Joe Conti, who once cosponsored legislation to privatize the state liquor store system, keeps finding a way to profit off of the state’s monopoly on wine and spirit sales.

After retiring from the state Senate following the pay raise debacle, then-Governor Ed Rendell appointed him to a six-figure job as Executive Director of the Pennsylvania Liquor Control Board.  Who did he replace?  No one. The position was created just for him.

This year, Conti resigned under the cloud of an ethics investigation into allegations that he took gifts from PLCB contractors.  Where did he go next?  He took a job as an “emergency consultant” for, bizarrely, the PLCB.  The only emergency was that Joe Conti needed a job.  As it turns out, he earned $67,000 in six months as a consultant—while collecting a state pension—but such double-dipping is limited.

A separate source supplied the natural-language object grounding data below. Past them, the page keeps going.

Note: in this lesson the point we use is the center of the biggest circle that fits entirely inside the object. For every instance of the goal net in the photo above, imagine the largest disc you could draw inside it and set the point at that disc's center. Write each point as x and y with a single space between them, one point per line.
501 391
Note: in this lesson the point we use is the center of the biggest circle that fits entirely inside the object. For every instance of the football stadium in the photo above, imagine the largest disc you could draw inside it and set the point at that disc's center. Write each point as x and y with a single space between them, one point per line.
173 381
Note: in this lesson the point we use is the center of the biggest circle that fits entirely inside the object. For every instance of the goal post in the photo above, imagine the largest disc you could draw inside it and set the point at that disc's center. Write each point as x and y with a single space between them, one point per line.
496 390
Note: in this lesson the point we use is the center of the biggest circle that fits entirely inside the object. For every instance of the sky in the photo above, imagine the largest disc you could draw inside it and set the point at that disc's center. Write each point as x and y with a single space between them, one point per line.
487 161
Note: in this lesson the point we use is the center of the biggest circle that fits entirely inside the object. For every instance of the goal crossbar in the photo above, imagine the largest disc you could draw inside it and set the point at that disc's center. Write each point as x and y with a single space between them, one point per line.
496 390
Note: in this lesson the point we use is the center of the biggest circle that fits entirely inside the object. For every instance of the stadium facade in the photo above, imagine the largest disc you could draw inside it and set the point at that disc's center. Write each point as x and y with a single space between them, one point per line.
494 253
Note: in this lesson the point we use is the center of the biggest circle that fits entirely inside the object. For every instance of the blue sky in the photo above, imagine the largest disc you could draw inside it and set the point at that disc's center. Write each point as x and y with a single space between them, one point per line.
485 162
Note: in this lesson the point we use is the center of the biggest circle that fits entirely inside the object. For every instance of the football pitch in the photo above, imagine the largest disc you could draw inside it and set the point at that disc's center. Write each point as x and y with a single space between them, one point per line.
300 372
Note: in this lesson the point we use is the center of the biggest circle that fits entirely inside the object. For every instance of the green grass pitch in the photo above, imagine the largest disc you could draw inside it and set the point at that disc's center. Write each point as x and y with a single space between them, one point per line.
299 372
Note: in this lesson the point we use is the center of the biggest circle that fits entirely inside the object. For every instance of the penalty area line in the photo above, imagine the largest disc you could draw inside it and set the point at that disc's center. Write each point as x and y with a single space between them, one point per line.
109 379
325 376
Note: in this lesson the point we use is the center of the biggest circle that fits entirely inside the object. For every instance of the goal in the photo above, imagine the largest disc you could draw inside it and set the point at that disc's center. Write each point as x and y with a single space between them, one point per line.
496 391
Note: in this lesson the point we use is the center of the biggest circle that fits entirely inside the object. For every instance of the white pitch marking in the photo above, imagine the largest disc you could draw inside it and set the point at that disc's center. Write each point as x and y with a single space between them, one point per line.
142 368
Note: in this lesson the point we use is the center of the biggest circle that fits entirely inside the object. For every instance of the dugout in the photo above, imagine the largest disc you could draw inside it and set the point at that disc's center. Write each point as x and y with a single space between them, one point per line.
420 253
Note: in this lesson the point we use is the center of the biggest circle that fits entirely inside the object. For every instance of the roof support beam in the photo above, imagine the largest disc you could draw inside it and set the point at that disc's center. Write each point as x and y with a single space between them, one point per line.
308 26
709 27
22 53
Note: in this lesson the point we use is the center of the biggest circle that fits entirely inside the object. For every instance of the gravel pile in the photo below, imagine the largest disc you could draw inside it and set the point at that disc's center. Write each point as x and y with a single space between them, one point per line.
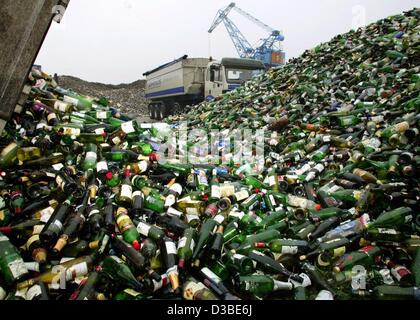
130 98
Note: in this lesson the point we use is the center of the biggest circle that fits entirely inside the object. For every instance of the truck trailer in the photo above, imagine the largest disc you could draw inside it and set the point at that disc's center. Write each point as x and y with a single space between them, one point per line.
188 81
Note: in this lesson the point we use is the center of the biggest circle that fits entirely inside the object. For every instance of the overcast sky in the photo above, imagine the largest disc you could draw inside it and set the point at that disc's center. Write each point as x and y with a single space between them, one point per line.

Now Conti has a new gig—lobbying for the union representing state liquor store workers, otherwise known as the UFCW.  The UFCW recently put a million dollars into anti-privatization ads, paid for with taxpayer-collected union dues, so it’s no shocker they would hire another high-priced lobbyist.  Of course, Conti won’t be doing anything different from his previous job on the state payroll—see his “Alternatives to Privatization” memo as an example on how he violated the PLCB’s supposed neutrality on legislation.

Ladies and gentlemen of Pennsylvania, this is our government liquor monopoly.